Die 38-Jährige sagt: „Gott hat uns geholfen. Der hat gesagt, das reicht, die gehören da nicht hin.“ Ihre fünf Kinder im Alter von 9 bis 17 Jahren leben nun wieder in der Region. Die ehemals entführten Kinder gehen wieder in die Klassenverbände, aus denen sie gerissen wurden.
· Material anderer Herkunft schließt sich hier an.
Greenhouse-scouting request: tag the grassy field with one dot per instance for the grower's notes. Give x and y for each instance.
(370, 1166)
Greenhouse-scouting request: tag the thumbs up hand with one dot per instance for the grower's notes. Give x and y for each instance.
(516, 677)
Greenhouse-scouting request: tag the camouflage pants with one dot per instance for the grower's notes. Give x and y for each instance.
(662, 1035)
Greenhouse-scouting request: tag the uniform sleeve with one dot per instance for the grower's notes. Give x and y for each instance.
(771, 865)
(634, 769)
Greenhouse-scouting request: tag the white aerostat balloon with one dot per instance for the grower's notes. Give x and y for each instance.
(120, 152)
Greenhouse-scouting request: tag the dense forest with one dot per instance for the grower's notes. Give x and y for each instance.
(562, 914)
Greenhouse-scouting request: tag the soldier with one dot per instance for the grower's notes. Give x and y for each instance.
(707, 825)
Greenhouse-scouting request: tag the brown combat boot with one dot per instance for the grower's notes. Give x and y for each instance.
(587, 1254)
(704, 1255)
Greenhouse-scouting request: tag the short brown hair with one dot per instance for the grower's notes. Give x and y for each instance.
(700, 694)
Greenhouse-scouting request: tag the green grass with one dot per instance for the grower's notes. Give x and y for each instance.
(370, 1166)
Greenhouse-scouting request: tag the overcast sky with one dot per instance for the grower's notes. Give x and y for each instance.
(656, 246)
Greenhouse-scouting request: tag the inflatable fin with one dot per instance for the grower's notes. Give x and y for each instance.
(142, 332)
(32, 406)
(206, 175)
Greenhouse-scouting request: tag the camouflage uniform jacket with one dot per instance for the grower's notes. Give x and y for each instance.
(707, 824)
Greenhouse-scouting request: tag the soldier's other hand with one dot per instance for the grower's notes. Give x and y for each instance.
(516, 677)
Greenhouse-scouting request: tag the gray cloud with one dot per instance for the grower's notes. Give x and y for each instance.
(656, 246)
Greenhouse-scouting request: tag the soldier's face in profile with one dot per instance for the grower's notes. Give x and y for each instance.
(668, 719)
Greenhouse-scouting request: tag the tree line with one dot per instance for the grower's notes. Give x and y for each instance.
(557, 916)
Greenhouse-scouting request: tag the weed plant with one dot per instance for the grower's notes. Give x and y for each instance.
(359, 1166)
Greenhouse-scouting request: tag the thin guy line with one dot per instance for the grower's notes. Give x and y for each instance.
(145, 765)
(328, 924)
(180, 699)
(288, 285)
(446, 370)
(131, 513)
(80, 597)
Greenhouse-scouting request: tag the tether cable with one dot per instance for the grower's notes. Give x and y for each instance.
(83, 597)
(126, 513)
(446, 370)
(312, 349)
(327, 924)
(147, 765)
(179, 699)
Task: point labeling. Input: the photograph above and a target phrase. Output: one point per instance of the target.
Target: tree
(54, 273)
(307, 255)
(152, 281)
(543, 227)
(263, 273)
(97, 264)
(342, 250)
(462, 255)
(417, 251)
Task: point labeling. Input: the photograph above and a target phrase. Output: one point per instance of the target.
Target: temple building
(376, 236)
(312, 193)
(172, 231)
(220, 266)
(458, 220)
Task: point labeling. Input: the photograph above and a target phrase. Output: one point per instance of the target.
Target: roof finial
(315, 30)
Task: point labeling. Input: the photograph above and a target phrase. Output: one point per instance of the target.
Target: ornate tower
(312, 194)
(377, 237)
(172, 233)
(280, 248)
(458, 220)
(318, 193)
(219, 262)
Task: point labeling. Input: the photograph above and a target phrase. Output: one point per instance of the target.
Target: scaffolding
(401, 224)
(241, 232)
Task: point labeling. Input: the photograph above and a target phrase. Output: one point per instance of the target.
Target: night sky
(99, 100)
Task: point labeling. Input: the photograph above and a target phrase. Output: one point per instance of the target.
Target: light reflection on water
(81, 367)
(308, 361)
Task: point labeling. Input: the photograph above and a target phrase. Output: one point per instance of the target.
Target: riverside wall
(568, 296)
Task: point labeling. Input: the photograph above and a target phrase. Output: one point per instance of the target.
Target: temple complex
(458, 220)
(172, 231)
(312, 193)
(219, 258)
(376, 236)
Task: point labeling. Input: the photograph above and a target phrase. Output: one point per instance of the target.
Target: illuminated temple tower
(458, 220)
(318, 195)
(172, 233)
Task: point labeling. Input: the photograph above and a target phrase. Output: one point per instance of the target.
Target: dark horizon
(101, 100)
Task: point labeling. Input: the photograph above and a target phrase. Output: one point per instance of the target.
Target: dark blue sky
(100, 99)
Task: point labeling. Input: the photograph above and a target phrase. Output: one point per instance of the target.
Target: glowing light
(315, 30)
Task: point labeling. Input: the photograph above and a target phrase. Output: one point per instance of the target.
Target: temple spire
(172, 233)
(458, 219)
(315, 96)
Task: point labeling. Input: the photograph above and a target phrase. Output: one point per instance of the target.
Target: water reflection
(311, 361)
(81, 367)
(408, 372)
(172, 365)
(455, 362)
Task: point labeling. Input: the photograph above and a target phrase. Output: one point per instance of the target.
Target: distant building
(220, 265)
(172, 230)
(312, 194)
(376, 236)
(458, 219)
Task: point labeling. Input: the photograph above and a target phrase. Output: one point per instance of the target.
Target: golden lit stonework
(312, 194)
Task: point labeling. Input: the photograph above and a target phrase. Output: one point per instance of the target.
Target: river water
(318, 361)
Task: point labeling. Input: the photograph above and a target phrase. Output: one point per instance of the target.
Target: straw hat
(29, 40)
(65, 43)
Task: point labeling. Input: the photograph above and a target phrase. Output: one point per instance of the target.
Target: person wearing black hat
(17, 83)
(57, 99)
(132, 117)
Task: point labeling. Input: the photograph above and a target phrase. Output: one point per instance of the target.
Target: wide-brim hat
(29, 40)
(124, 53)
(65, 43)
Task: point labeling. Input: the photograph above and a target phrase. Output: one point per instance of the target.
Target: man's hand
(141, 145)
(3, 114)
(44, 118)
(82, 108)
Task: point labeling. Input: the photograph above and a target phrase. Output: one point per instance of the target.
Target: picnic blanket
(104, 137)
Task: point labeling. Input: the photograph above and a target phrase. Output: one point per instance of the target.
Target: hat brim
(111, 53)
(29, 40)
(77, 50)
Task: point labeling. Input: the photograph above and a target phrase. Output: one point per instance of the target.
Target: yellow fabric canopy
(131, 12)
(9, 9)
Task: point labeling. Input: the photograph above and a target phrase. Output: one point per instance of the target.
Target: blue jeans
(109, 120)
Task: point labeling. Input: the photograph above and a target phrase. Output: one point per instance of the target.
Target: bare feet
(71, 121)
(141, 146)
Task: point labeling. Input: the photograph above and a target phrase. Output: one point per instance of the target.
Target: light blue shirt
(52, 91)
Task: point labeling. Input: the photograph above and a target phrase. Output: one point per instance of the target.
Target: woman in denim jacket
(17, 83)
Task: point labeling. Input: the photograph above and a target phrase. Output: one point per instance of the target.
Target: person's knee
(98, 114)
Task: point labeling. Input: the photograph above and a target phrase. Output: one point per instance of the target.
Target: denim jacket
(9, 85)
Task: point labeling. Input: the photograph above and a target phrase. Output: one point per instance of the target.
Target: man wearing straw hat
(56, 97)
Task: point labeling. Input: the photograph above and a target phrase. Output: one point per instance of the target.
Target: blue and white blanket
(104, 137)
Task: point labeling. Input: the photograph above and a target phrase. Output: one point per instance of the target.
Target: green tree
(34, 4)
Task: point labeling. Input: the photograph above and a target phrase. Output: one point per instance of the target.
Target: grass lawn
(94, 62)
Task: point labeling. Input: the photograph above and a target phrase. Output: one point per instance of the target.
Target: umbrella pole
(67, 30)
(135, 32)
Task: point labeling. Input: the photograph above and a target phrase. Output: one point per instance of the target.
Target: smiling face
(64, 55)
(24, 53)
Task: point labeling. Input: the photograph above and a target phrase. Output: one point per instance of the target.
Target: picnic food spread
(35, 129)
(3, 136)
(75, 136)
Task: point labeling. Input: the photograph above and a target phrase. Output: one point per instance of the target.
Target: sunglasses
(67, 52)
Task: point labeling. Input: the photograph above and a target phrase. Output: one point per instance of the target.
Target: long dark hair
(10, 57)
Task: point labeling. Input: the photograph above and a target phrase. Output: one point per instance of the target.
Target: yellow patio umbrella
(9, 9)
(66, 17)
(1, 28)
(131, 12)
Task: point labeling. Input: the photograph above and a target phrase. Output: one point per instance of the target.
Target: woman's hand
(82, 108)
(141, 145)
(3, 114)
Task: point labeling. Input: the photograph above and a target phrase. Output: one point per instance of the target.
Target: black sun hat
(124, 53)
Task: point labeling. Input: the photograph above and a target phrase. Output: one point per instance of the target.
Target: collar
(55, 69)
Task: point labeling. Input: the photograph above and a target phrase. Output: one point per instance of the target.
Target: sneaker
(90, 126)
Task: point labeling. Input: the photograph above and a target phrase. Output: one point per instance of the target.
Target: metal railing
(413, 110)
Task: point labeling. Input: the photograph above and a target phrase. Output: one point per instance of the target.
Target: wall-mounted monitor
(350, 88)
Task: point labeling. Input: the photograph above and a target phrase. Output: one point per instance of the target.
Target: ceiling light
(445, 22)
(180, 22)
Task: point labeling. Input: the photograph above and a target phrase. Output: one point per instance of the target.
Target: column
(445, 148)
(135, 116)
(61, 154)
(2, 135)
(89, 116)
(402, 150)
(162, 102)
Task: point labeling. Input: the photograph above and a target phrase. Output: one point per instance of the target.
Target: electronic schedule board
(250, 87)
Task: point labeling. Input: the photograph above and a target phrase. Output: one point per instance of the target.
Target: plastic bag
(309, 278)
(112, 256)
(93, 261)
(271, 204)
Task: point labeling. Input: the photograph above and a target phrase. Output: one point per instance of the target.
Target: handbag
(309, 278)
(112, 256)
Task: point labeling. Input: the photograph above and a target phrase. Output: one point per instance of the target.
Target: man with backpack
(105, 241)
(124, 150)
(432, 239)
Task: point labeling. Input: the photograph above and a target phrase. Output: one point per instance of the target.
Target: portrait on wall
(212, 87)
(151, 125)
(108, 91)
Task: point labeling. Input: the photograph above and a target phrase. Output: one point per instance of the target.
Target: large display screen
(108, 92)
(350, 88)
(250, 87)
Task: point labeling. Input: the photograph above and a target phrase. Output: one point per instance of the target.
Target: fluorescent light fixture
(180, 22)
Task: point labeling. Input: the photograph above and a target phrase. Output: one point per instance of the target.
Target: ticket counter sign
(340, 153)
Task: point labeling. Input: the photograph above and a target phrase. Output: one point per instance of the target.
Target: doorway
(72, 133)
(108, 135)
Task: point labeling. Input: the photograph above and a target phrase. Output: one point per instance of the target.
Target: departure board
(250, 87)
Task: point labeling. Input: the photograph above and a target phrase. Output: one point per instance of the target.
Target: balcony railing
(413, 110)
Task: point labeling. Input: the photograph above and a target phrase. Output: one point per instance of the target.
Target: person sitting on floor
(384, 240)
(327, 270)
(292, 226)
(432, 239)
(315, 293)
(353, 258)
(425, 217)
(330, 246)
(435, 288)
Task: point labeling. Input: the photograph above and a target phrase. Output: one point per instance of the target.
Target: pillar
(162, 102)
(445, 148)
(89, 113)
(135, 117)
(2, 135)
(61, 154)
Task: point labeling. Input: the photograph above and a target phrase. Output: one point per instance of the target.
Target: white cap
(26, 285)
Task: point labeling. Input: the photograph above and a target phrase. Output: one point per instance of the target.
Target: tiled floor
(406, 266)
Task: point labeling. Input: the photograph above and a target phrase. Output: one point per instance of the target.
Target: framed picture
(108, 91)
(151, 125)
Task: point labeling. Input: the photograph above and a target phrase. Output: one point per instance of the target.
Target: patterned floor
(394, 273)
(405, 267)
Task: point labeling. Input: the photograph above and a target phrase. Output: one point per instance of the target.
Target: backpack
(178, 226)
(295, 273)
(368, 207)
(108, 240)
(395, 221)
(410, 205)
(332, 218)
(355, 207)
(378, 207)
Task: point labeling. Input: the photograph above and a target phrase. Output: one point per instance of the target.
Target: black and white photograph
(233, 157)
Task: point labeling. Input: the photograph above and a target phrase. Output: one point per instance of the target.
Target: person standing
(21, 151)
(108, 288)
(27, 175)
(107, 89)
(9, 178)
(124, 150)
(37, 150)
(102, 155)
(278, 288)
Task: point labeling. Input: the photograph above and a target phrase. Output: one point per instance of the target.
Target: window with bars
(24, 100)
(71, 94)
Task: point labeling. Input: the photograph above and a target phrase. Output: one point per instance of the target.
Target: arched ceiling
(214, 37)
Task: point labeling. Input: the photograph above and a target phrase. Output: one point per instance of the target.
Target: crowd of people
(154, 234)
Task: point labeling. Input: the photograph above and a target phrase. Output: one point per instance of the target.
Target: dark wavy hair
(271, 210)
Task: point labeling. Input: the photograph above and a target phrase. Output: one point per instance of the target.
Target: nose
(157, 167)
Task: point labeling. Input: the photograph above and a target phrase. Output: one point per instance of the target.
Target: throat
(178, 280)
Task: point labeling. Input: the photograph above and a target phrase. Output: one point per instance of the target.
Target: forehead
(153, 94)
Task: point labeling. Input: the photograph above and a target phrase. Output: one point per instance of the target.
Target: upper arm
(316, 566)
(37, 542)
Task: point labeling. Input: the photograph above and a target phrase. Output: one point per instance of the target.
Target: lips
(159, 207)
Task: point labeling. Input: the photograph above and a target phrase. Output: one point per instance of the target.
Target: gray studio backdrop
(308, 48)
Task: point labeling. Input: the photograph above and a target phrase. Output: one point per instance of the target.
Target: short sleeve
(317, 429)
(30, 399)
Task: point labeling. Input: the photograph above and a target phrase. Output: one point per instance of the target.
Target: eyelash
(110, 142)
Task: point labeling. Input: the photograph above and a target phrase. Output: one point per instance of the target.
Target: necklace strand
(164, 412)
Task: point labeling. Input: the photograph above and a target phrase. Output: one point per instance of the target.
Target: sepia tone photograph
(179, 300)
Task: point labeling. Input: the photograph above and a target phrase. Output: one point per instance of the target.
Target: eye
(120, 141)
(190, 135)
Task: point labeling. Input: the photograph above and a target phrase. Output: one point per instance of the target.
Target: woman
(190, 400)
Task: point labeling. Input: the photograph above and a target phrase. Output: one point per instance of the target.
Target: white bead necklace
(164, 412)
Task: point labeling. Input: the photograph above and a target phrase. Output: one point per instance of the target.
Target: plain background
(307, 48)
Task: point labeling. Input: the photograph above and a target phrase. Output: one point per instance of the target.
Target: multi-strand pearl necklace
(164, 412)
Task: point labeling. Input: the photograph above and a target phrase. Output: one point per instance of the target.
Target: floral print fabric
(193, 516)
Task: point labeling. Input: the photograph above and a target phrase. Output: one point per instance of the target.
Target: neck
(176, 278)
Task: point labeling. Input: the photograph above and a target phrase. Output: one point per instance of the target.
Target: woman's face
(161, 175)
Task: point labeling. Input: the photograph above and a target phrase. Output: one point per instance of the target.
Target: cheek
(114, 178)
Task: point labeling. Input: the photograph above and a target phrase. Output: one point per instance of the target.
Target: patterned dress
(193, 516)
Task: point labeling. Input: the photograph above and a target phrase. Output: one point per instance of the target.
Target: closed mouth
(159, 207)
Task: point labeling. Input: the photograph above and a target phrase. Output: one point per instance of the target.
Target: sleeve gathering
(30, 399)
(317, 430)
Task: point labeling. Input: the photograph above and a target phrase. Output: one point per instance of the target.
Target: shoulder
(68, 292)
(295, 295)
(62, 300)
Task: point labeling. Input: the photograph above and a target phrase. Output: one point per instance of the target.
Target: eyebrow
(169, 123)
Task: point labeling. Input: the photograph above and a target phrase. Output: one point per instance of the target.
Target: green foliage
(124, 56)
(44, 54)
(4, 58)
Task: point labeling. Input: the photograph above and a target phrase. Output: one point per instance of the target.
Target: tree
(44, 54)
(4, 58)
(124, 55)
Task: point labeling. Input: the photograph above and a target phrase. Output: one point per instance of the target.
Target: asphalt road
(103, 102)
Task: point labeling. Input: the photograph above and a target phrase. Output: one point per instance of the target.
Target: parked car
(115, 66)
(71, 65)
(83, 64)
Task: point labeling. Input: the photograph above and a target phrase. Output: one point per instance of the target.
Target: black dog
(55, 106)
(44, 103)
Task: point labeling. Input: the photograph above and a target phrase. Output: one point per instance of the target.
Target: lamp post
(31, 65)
Monatelang hatte Schiare Ghazi Kret um vier ihrer Kinder, drei Mädchen, ein Junge, gebangt. Der Ehemann hatte sie über das Ohr gehauen. Er gaukelte ihr vor, Urlaub mit den Kindern zu machen. Dafür gab sie ihre Unterschrift. Der Mann aber nahm die Kinder und kam nicht wieder. Er ging mit ihnen in den Irak.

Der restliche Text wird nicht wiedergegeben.